07 November 2008

I Know This Isn't A Diary, But...

...Since Tuesday's election results I've felt rather strange. The first reason for this is something I can pinpoint, mainly my lament at not having been out celebrating in the streets with people after Obama's victory was announced. Nothing against my roommates, but forever in the future when anybody asks me where I was the night of November 4, 2008 I'll have to say, "watching the election on tv in my apartment." Not out at some election party or at a bar celebrating with the world, but at home in front of the tv. Kind of a sucky answer.

To be fair however, I tried to connect with friends, but given my at-that-point intoxicated state, biking half-way across Brooklyn wasn't the best idea. Why was I already kinda wasted? Well, after getting up early to vote, I think I drank six or seven cups of coffee in the span of two hours. My manager at work brought in coffee and chocolate for everyone and I just went to town. That pretty much gave me anxious jitters the rest of the day until I got home, made dinner and started sipping bourbon to calm my nerves. Despite all evidence pointing to an Obama victory, I (alongside the majority of the US African-American population) still was expecting electoral shenanigans. Then, when the results from Massachusetts Prop.2 started coming in...well, you know where that leads.

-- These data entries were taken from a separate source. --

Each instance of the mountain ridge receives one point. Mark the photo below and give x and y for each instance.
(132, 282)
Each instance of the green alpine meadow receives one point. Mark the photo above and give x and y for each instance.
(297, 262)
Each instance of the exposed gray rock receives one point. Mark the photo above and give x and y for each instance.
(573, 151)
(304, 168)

Knowing that we were all in the midst of a world-historical event, I thought it appropriate to keep a running diary of what was going on. Unfortunately as soon as the race was called I took a gigantic swig of Evan Williams and had to sit down. Anyway the results of my diary experiment are as follows (and I'm not editing any of this):

Obama just won the election, car alarms are sirening, folks on the block are yelling out windows, we can hear distant yells and firecrackers.
on tv the pundits are speaking all sorts of nonsense while Obama supporters celebrate.
this is the first election that I've voted in on the winning side. and it's Obama. everyone is going crazy.
Brothers are drinking in the street! this is so fucking great. this is so little, but means so much it's the perfect step into a midnight we'll wake up in the morning smiling.
he's about to speak. more cheers outside. it's been an hour since the race was called. i've drank bourbon for America. I smoked for the voters of MA who overwhelmingly decriminalized weed.
Hello, Chicago. flag. tv fuzz skip. so many people voted! it's the Answer. How terrible is it that I just want him to wink and say "Where all the white women at?" I'd pee myself. McCain's speech was dignified and gracious and too long. Joe Biden gaffe in 3...2...1....The unyielding zookeeper. Michelle! New puppy! Oprah! Grandma!
Oh he's just a "campaign organizer" [pretty sure I meant "community" there—ed.] Really? That makes sense, because he's pretty much organized your ass's trek back to Alaska! HA!
Spellman College girls are loving it. Planet in Peril. I'm sitting with Perin [one of my roommates]. She's like my new sister it kicks ass in the gayest way possible. Steep climb! We're gonna ride this Donkey to the top!
Flag! False start on #08 Obama. More soccer, less NFL. I have calloused fingers and dirty hands. mmm bourbon. a new spirit indeed. Ann Nixon Cooper is 106 years old! she can vote as a black woman. obamerica. yes we can. Oprah again. This is our time. This is our time down here. These are peoples' wishes, this is my with and it didn't come true, so I'm taking it back. I'm takin' 'em all back. Yeah we took it back! Eat shit Bush. Lick my ass and suck on my balls. I can't comprehend what is happening right now [oh, you don't say?]. Hug, man love OBAMIDEN O'BIDEN Jesse Jackson is crying!
We got Florida Back and Ohio and more

So there you have it, a succession of moments of brilliance spurred on by the images and words coming at me from the picture box. If anyone has a transcript of that live feed they might be able to make out whatever I was referencing in there because clearly those three pages of writing start to lose coherence rather swiftly.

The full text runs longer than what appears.